Please describe the problem.

I've been managing my about 50k photos (around 72k files) using git-annex. Recently I've decided to add a directory remote using importtree/exporttree in order to synchronize it with Nextcloud. To start slowly, I've first exported the files, then let Nextcloud upload them and then imported the files again. During the import, some files were re-imported, I think Nextcloud re-synced those files due to some errors that occurred during uploading. I've then compared the freshly create git branch to the current branch and found that while those re-imported files were not different, some other files had differences. On closer inspection, I found that these files have been replaced by identically sized files, leading, e.g., to the following diff:

diff --git a/Profiles/Sony DSC-RX100M5A Camera Portrait.dcp b/Profiles/Sony DSC-RX100M5A Camera Portrait.dcp
index 918bbfcc8ff..8c163b32ae2 120000
--- a/Profiles/Sony DSC-RX100M5A Camera Portrait.dcp    
+++ b/Profiles/Sony DSC-RX100M5A Camera Portrait.dcp    
@@ -1 +1 @@
-../.git/annex/objects/Pj/xF/SHA256E-s278110--e4a0dcd12fa02840605dbc4f7c6e258ff3002faf3fc3dc2ca262e8bbf1cf542f.dcp/SHA256E-s278110--e4a0dcd12fa02840605dbc4f7c6e258ff3002faf3fc3dc2ca262e8bbf1cf542f.dcp
\ No newline at end of file
+../.git/annex/objects/5f/Kg/SHA256E-s278110--82041bcc454f77ee5b4a55522178cdc9d5aa2d78b03176236add7e28dfac2b63.dcp/SHA256E-s278110--82041bcc454f77ee5b4a55522178cdc9d5aa2d78b03176236add7e28dfac2b63.dcp
\ No newline at end of file

These are camera profiles, and the file it has been replaced with is a different camera profile in the same directory. I've checked in the exported directory and the two camera files have the correct SHA256 hash there. To be precise, the file there has hash e4a0dcd12fa02840605dbc4f7c6e258ff3002faf3fc3dc2ca262e8bbf1cf542f while the commit created during import claims it has the hash 82041bcc454f77ee5b4a55522178cdc9d5aa2d78b03176236add7e28dfac2b63. I have similar changes in Audacity project files that I also have in the same repository where 8 out of 22 files have been replaced by others. Of these 22 files, 20 have the same size. I have seen one case where two files were replaced by the same target file, apart from that from a manual inspection, the hashes of the files in the diff seem to be disjoint.
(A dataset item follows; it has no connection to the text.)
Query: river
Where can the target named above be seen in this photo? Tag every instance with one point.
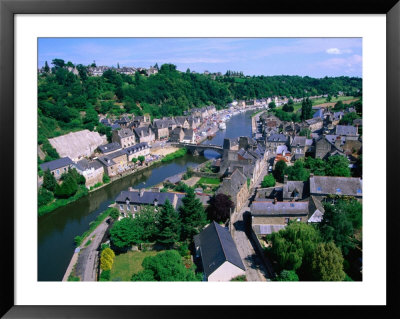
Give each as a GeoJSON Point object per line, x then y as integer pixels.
{"type": "Point", "coordinates": [57, 230]}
The problem remains when running the import command again and when merging the remote, there are actually duplicates in the affected directories. I've rolled back the merge using git reset --merge. I assume touching the affected files in the export and re-importing could solve the problem, but I would like to preserve any state that could help with debugging for now as I would really like to know the root cause of this to avoid that this happens again.

What steps will reproduce the problem?

I have tried reproducing the problem using the set of camera profiles in a new git-annex repository, but without any luck. I've also tried generating equally-sized random files, again without any luck. In theory, the steps to reproduce should be the following, but the resulting diff is always empty:

mkdir annex-test
cd annex-test/
git init .
git annex init
mkdir ../d
git annex initremote d type=directory directory=../d exporttree=yes importtree=yes encryption=none
# create some files
for i in $(seq 32); do dd if=/dev/urandom of=file${i}.test bs=200k count=10; done
git annex add .
git commit -m "initial commit"
git annex export master --to d
git annex import master --from d
git diff d/master

What version of git-annex are you using? On what operating system?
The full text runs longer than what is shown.